Jak poinformowała jego siostra, nie do wygrania była sprawa o zniesienie zakazu wjazdu. Bratu nie podano nawet powodów zakazu – dostał jedynie bardzo ogólnikową odpowiedź, że stanowi zagrożenie – powiedziała Alicja Qandil, dodając, że w drodze jest apelacja do Sądu Najwyższego. Do czasu rozprawy apelacyjnej Qandil będzie musiał jednak spędzić kilka dni w areszcie deportacyjnym.

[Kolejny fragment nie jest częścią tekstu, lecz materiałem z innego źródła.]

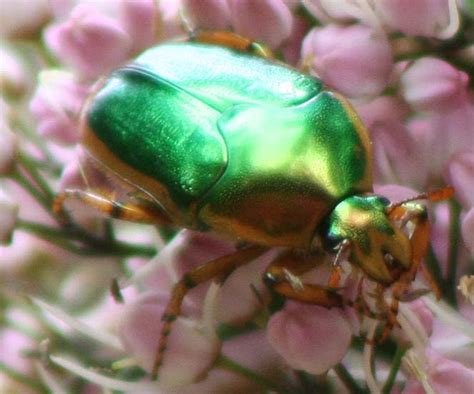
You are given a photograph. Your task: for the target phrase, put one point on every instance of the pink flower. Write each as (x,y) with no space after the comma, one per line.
(460,174)
(89,41)
(443,375)
(440,136)
(467,229)
(190,351)
(269,21)
(8,145)
(139,20)
(8,217)
(291,47)
(395,151)
(254,352)
(190,249)
(23,18)
(15,76)
(310,337)
(56,105)
(208,14)
(433,84)
(355,60)
(427,18)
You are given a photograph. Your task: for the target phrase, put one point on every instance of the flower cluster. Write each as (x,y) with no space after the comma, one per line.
(82,296)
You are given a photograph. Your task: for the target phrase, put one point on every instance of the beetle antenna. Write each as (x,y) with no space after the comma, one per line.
(444,193)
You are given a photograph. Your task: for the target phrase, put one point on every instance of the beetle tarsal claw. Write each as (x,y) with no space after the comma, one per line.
(294,281)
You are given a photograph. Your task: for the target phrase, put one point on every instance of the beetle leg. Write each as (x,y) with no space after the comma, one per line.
(232,40)
(419,244)
(280,277)
(210,270)
(141,211)
(336,272)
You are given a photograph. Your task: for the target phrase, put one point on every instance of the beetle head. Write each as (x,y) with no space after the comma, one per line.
(377,244)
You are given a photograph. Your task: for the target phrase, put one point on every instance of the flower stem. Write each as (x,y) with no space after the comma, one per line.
(32,170)
(454,236)
(22,378)
(228,364)
(396,363)
(344,375)
(94,246)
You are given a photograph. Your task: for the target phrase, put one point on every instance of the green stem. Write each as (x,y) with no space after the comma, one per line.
(396,363)
(228,364)
(434,267)
(33,191)
(454,237)
(96,246)
(32,170)
(22,378)
(344,375)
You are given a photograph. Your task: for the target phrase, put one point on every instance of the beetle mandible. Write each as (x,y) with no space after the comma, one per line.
(220,137)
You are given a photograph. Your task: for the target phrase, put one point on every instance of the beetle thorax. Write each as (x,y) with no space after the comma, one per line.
(377,245)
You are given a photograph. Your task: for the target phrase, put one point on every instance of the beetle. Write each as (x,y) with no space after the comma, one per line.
(218,136)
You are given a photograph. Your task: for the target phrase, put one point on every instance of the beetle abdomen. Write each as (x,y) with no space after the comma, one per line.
(166,139)
(222,77)
(287,169)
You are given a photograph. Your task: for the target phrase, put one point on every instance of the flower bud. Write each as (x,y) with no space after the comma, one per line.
(428,18)
(433,84)
(269,21)
(208,14)
(309,337)
(467,229)
(56,105)
(355,60)
(190,351)
(8,217)
(8,146)
(23,18)
(139,20)
(89,41)
(460,174)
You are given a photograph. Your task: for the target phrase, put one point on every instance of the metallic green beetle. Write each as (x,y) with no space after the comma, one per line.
(221,139)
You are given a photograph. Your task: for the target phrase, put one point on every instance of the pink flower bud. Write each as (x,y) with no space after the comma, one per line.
(310,337)
(328,10)
(427,18)
(190,351)
(190,249)
(139,20)
(355,60)
(208,14)
(170,20)
(89,41)
(8,217)
(395,155)
(461,176)
(56,105)
(269,21)
(8,147)
(433,84)
(23,18)
(467,229)
(291,47)
(443,375)
(15,78)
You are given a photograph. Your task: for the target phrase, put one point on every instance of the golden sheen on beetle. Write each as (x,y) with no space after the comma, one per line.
(217,136)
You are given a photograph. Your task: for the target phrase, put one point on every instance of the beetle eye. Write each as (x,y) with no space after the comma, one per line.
(332,242)
(385,201)
(389,259)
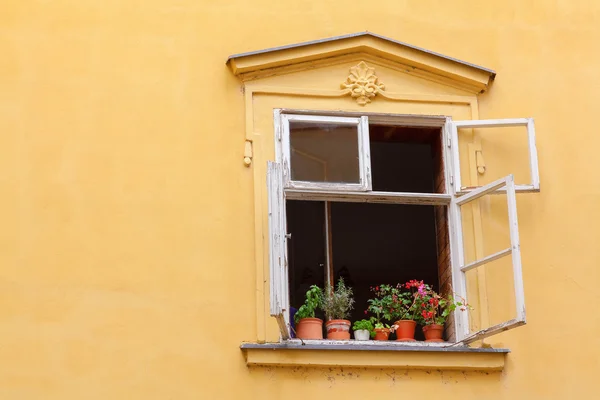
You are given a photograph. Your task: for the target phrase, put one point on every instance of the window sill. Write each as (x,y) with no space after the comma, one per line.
(327,353)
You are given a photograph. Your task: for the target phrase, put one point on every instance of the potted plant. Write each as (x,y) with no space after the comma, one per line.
(307,326)
(382,331)
(363,329)
(405,300)
(435,310)
(337,304)
(380,307)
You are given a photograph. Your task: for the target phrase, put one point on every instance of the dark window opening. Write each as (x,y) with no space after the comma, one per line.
(372,244)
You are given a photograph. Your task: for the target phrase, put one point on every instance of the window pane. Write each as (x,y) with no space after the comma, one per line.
(323,152)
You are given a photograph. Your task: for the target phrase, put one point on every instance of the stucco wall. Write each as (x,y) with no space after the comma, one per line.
(126,213)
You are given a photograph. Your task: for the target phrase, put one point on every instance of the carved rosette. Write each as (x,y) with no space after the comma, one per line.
(362,83)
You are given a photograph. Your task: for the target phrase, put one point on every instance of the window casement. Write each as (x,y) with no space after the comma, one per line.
(327,158)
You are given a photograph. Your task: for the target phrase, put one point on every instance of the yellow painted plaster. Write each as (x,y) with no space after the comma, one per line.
(128,242)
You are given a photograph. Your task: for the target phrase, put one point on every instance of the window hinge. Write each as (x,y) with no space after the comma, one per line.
(480,162)
(248,153)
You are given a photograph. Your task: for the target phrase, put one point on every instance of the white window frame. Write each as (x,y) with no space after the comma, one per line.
(459,268)
(279,192)
(364,153)
(532,186)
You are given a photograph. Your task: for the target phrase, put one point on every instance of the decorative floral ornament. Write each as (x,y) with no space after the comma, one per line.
(362,83)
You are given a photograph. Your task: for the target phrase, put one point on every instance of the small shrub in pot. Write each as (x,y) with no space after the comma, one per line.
(307,326)
(337,304)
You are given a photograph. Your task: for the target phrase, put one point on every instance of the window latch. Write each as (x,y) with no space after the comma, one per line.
(480,162)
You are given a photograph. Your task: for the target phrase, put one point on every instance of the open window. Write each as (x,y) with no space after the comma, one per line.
(461,268)
(369,199)
(277,254)
(511,141)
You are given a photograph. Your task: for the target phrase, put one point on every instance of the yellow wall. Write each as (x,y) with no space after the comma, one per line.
(127,237)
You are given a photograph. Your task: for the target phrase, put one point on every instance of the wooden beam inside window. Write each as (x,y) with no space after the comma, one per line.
(370,197)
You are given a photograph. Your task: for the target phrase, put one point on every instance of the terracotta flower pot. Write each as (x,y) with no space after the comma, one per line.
(309,328)
(405,330)
(382,333)
(338,329)
(434,333)
(362,334)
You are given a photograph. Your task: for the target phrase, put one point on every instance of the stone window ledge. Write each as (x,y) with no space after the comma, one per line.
(419,355)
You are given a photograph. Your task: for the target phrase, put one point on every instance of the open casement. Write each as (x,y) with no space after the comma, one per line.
(326,152)
(456,127)
(460,268)
(277,248)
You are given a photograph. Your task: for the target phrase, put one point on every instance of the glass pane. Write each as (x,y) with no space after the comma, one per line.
(491,294)
(322,152)
(504,151)
(486,230)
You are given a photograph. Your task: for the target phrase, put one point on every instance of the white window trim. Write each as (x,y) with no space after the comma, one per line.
(364,152)
(459,268)
(277,218)
(532,186)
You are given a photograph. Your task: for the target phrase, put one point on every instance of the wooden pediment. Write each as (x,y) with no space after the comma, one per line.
(366,48)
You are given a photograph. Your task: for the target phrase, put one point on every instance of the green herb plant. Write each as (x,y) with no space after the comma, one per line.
(338,302)
(313,301)
(365,324)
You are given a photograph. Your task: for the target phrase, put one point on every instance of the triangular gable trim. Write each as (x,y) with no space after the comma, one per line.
(281,59)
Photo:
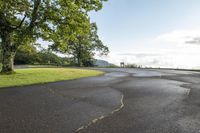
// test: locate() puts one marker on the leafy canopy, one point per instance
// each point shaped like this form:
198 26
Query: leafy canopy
57 21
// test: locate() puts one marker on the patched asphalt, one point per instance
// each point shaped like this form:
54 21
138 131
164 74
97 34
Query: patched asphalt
121 101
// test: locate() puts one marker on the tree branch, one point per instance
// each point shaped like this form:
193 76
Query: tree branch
20 23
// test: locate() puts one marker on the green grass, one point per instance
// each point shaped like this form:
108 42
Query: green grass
44 75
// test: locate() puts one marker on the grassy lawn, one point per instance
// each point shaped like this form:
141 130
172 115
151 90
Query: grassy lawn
43 75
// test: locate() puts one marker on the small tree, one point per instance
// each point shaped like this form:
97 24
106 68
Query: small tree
87 46
57 21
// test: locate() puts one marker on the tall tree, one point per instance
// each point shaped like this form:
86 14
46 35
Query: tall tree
86 47
57 21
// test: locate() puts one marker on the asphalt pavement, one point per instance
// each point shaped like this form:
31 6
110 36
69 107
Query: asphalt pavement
120 101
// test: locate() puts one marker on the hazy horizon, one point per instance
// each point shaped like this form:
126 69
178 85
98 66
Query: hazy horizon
159 33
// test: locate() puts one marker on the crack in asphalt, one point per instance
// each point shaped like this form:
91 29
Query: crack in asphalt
101 117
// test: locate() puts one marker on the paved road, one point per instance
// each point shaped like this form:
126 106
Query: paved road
121 101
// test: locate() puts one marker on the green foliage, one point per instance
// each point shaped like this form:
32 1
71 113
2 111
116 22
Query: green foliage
57 21
44 75
84 50
29 55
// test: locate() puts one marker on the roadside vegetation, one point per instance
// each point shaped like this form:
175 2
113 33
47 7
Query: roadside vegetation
64 26
44 75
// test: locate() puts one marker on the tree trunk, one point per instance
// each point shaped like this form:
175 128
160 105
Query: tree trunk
8 53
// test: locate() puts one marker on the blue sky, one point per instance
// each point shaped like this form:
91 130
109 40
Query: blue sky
150 32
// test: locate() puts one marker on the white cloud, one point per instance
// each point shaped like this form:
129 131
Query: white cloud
166 50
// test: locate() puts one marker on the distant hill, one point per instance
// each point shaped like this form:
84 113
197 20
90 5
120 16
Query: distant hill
102 63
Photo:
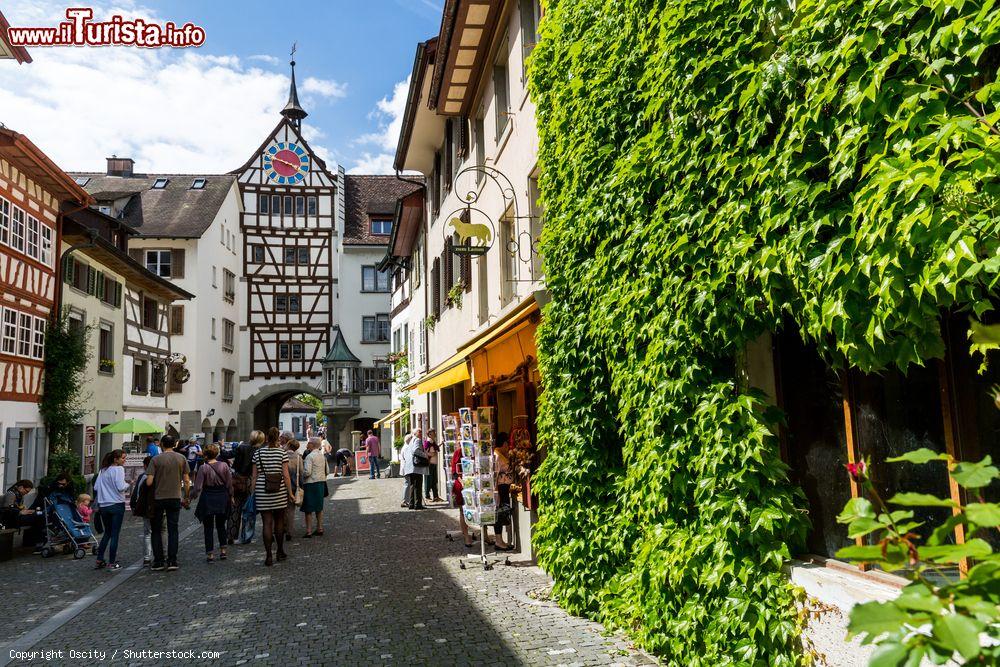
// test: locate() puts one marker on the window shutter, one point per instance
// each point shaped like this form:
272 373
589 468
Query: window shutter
463 138
177 320
177 263
436 284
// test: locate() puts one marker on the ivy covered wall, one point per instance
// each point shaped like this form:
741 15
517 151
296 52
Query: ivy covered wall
708 169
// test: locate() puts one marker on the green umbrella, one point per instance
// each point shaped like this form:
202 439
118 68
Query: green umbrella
132 426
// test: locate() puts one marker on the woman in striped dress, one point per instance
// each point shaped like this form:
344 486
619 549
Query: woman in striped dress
272 491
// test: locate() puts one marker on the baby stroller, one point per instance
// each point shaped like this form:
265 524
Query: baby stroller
65 528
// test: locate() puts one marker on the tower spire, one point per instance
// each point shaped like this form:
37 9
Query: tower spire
293 111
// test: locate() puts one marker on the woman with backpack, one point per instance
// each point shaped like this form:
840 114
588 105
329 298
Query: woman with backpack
272 490
110 488
213 488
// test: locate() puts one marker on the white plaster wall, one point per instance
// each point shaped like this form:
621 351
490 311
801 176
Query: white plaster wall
206 355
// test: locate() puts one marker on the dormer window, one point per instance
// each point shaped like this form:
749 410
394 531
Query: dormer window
381 226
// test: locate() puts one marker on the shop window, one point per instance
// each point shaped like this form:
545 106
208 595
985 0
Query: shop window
815 439
894 414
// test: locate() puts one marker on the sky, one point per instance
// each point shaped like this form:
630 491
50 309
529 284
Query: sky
207 109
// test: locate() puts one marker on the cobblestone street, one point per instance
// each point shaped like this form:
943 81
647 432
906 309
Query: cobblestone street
383 586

W sprawie zatrzymania Kamila Qandil ambasada RP w Tel Awiwie zapowiedziała wystąpienie do izraelskiego MSZ.
Na podstawie: polskieradio.pl
Błąd, grupa nie istnieje! Sprawdź składnię! (ID: 9)







Już widzę jak ambasada „występuje” do ich MSZu, heh 🙂
Ciekawe jakaby była reakcja gdyby tak na Polskiej granicy niebezpodstawienie cofnięto Izraelczyka albo jakiegoś innego kolorowego ?
@Krz Wystąpi, wystąpi. Nie martwmy się o to. Na początek kilka razy przeprosi za Jedbwabne, Holocaust, a później znowu przeprosi i jakoś to będzie.
Jaki z niego Polak ?
jasne zydki robia co chca
polacy jednoczmy sie
@ pl 68! Być może lepszy niż niejeden rodowity, ubrany w „patriotyczne” szmatki, z gębą pełną patosu, a w środku pusty – ot, zwykła wydmuszka.
Na wycieczce w Egipcie, gdy przekraczałem granicę Egipt-Izrael(trip do Jerozolimy) uśmiechnąłem się w stronę żony. Izraelski celnik zintepretował to inaczej, 1,5h wałkowali mój paszport w budce. Chory kraj.
@Turysta
To i tak miałeś dobrze ( przejście w Tabie?), bo ja za to, ze wjeżdżałem ze strony egipskiej do Izraela indywidualnie a nie zorganizowaną wycieczką musiałem tłumaczyć to oficerowi mossadu w dość nie miłej atmosferze.